I want to imputate null values to df[col].mean()
when df[col]
is not all null values.
I implement code like below:
if train_x[cols].isna().sum() == len(train_x): # need to fix
train_x.loc[:, cols] = train_x[cols].fillna(value=0.0)
else:
train_x.loc[:, cols] = train_x[cols].fillna(value=train_x[cols].mean())
upper code has error, because train_x[cols]
is dataframe.. but I need to put single column under condition..
is there better way to implement my purpose?
sorry for my poor English skills.
CodePudding user response:
To impute missing values in a Pandas DataFrame, you can use the fillna() method. This method allows you to replace missing values with a specific value or with the mean of the non-null values in the column.
import pandas as pd
# Load the DataFrame
df = pd.read_csv('data.csv')
# Select the column with missing values
col = 'column_name'
# Calculate the mean of the non-null values in the column
mean_val = df[col].mean()
# Replace missing values with the mean
df[col] = df[col].fillna(mean_val)
This will replace all the missing values in df[col] with the mean of the non-null values in the column.
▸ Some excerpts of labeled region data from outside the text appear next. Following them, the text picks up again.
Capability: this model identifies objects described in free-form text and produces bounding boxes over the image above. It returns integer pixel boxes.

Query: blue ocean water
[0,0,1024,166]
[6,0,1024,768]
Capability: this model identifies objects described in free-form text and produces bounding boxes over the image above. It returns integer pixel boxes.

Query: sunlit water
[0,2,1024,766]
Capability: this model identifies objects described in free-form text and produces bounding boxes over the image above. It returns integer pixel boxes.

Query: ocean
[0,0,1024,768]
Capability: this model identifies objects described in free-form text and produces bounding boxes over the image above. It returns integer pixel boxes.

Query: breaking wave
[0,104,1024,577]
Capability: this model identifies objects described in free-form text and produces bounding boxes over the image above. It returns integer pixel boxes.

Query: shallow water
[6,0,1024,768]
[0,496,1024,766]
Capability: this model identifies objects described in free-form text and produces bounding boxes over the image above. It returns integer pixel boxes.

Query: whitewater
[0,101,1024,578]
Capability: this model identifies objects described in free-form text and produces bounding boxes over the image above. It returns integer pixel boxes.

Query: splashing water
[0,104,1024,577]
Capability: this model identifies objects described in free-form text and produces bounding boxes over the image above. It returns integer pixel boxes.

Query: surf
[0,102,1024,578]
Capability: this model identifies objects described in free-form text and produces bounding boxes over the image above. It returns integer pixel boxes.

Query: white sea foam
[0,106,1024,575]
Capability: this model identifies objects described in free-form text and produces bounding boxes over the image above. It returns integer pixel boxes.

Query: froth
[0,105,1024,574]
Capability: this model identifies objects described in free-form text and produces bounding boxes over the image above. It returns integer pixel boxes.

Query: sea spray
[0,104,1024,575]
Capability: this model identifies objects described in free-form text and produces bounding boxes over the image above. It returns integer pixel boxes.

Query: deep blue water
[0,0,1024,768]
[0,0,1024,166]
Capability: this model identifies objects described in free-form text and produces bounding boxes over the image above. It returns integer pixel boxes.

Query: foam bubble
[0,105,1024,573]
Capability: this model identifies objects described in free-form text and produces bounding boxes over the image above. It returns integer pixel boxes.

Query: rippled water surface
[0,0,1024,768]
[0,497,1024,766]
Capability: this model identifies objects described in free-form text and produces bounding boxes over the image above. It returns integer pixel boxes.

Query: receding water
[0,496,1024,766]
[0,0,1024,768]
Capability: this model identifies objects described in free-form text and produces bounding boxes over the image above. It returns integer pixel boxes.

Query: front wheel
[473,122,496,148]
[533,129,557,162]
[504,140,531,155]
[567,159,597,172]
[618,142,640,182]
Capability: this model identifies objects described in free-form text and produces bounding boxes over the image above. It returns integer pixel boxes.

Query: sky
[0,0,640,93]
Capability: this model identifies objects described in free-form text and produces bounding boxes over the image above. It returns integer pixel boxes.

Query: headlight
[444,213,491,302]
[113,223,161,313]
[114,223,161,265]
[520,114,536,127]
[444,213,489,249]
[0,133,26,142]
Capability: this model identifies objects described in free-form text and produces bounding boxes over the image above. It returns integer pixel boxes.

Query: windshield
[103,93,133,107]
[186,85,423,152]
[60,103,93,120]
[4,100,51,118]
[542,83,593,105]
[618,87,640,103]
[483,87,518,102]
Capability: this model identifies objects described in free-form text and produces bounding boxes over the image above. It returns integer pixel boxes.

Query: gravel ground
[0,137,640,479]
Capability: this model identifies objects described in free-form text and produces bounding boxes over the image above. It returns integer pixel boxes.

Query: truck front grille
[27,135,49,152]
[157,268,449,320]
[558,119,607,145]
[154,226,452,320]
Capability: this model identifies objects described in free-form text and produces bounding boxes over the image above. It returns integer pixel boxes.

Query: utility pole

Alternatively, you can use the SimpleImputer class from scikit-learn to impute missing values. Here is an example of how you can use it:
from sklearn.impute import SimpleImputer
# Create an instance of the SimpleImputer class
imputer = SimpleImputer(strategy='mean')
# Select the column with missing values
X = df[['column_name']]
# Fit the imputer to the data and transform the data
X = imputer.fit_transform(X)
# Replace the missing values in the original DataFrame
df['column_name'] = X
This will replace all the missing values in df['column_name'] with the mean of the non-null values in the column.